Byers Green, a considerable village and township, which, together with the township and village of Newfield, the hamlet of Todd Hills and part of the township of Binchester, constitutes the ecclesiastical parish of Byers green; it is 3 miles north-by-east from Bishop Auckland, in the Bishop Auckland division of the county, ward of Darlington, petty sessional division, union and county court district of Bishop Auckland, rural deanery and archdeaconry of Auckland and diocese of Durham. Byers Green was formerly much isolated from the surrounding neighbourhood in consequence of the absence of a bridge over the Wear, which forms the boundary of the township for a considerable distance: this has now been remedied by the errection of the Queen Victoria Jubilee Bridge, opened for traffic by the Lord Bishop of Durham, 3 December 1887. In June, 1878, a branch of the North Eastern Railway to Spennymoor and Ferry Hill was opened for passenger traffic, which, in 1885, was extended to Bishop Auckland, passing a mile from the southern end of the village, with a station at Old Park.
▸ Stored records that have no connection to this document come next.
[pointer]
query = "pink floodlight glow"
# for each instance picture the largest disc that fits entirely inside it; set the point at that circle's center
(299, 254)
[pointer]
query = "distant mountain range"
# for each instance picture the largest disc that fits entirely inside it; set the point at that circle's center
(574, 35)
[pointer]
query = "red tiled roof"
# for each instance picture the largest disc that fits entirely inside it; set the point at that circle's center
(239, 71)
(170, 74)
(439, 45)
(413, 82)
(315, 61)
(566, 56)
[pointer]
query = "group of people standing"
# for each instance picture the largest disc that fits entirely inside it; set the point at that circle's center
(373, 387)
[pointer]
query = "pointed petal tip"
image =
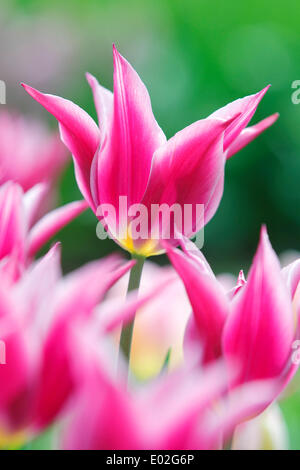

The Church of St. Peter, consecrated July 10th. , 1845, is a plain building of stone, in Early English style, consisting of chancel, nave, vestry, porch and western bellcote containing one bell: all principal windows are stained, and there is some good painting and carving: the church was restored during the period 1873-90, at a cost of five hundred pounds, and affords 300 sittings. The register dates from the year 1845. The living is a rectory, net yearly value three hundred and sixteen pounds, including 8 acres of glebe, with residence in the gift of the Bishop of Durham, and held since 1902 by the Reverend Francis Edwin Loxley M.A. of Queen’s College, Oxford. There are Wesleyan Methodist and primitive methodist Chapels and a Parish Council hall. Near the centre of the village is the house in which Thomas wright, a famous mathematician of the last century, resided: it was built by him, and the “Gentleman’s Magazine” for March, 1793, contains a full description of the mansion. In various places near Byers green the remains of old paved roads have from time to time been discovered, at a certain depth below the present surface of the ground. The population of the village is about 2,000, mostly employed in mining and agriculture. The minerals are the property of the Ecclesiastical Commissioners, who are also considerable landowners in the township. The mines are leased to Messrs. Bolckow, & Vaughan & Co. The area of Byers green township is 1,052 acres of land and 18 of water; rateable value six thousand two hundred and twenty six pounds, the population in 1901 was 2,333 in the township and 3,405 in the ecclesiastical parish.

Sexton, Joseph Craddock

Post, M.O. & T. Office - James H. Bertram, sub-postmaster. Letters arrive from Spennymoor at 7 .50 a.m. & 6 p.m.; dispatched at 7 .50 a.m. & 4 .50, 5 .50 & 8 .10 p.m.; no delivery on Sundays

Newfield, a village and township, in the parish of Byers Green, 3 miles north-by-west of Bishop Auckland, is inhabited almost entirely by miners. St Andrew’s Church here is an iron structure, erected in 1901, with sittings for 200 people, and is served by the clergy of Byers Green. In 1901 a new churchyard was formed on land given by the Ecclesiastical Commissioners. The Primitive Methodist Chapel here was erected in 1868. There is also a United methodist Chapel. The Parochial hall and Institute, built in 1907 at a cost of nine hundred pounds, on a site given by the Ecclesiastical Commissioners, contains billiard, games and reading rooms. It is also used as a Sunday School. Here is a Small pox Hospital belonging to the Auckland, Shildon & Willington Joint Hospital Board. There are a very large number of coke ovens, also a manufactory for fire bricks. The principal landowners are the Ecclesiastical Commissioners and Messrs. Bolckow, Vaughan & Co.; the latter are also the lesees of the mines. Near the centre of the village is the old manor house, now divided into two residences. Two railway bridges connect the village with the opposite bank of the Wear, and give access to the railway stations at Willington and Hunwick; the eastern bridge is in a dilapidated condition, and has been closed to the public, but there is now a foot bridge here. The area is 195 acres of land and 9 of water; rateable value, two thousand eight hundred and eighty eight pounds; the population in 1901 was 1,043.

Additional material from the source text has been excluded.